Esse quadro se deve, em parte, ao modo como o turismo foi se desenvolvendo no Abraão e ao tempo de prática turística no local, bem como a certo amadorismo, considerado acima, quando se tratou do turismo como monoproduto. Segundo Luiz Fernando, presidente da AMHIG, ainda é muito próximo na lembrança e na prática do morador do Abraão (alguns que hoje são donos de pousadas ou de pequenos bares e restaurantes), o tempo em que o visitante chegava e não queria nada mais que um espaço qualquer para acampar, ou um quartinho simples onde se alojar, um “prato feito” para a refeição, praia, cerveja acima da temperatura ideal, fogueira na beira da praia, música improvisada e pronto.

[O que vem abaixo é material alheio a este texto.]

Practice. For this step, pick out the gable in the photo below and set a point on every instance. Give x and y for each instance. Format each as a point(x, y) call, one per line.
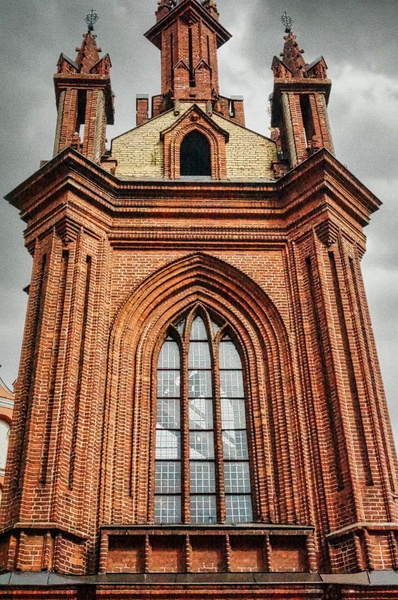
point(144, 152)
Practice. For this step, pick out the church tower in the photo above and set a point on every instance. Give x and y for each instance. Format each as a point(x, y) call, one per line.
point(199, 409)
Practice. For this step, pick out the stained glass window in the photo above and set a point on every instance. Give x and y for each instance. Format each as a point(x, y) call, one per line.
point(201, 426)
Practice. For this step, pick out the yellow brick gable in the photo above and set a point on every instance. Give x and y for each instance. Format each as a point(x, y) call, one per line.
point(139, 152)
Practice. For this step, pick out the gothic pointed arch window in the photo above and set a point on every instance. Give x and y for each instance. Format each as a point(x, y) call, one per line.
point(202, 472)
point(195, 155)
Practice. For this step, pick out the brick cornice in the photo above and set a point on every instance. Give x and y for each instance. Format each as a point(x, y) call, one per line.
point(319, 193)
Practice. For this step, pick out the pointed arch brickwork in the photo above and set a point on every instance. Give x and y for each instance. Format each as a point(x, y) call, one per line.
point(138, 332)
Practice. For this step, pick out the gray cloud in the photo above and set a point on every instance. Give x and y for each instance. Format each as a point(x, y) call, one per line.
point(358, 40)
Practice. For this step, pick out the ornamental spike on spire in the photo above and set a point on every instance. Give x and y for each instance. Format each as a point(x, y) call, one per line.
point(88, 53)
point(292, 56)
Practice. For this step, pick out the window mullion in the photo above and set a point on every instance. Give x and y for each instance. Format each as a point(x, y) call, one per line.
point(185, 446)
point(218, 443)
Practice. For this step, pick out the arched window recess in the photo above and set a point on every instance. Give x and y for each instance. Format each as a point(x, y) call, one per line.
point(202, 470)
point(195, 155)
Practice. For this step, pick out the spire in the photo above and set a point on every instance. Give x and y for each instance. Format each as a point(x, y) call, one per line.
point(292, 56)
point(165, 6)
point(84, 97)
point(88, 53)
point(188, 34)
point(299, 118)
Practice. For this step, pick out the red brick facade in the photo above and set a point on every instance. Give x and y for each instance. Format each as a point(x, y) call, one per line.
point(116, 262)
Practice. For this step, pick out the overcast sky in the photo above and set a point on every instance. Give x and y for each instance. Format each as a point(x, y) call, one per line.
point(358, 40)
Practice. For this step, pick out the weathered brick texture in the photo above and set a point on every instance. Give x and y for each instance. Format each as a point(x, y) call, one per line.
point(120, 253)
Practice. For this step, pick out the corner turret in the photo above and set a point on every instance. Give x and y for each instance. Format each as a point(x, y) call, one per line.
point(299, 118)
point(84, 98)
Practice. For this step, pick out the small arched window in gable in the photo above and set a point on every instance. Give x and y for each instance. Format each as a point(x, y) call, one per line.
point(195, 155)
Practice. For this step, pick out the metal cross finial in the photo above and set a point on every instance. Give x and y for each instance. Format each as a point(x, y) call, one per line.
point(287, 22)
point(91, 19)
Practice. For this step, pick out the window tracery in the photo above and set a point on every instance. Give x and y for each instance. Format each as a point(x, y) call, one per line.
point(202, 472)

É a mudança definitiva dessa realidade que ainda é renegada em certas práticas “hospitaleiras”, ou no desejo que muitos moradores manifestam de retorno do presídio para a Ilha Grande.

O Convention and Visitors Bureau (CVB) é hoje a principal entidade que cuida da imagem turística da Ilha grande. As atividades dessa entidade na Ilha serão consideradas mais adiante. Neste ponto, basta ressaltar que a ação do CVB reincide no mesmo tipo de contradição entre imagem e público que acaba de ser configurada e que, como ficou evidente, afeta negativamente a sustentabilidade do turismo no local.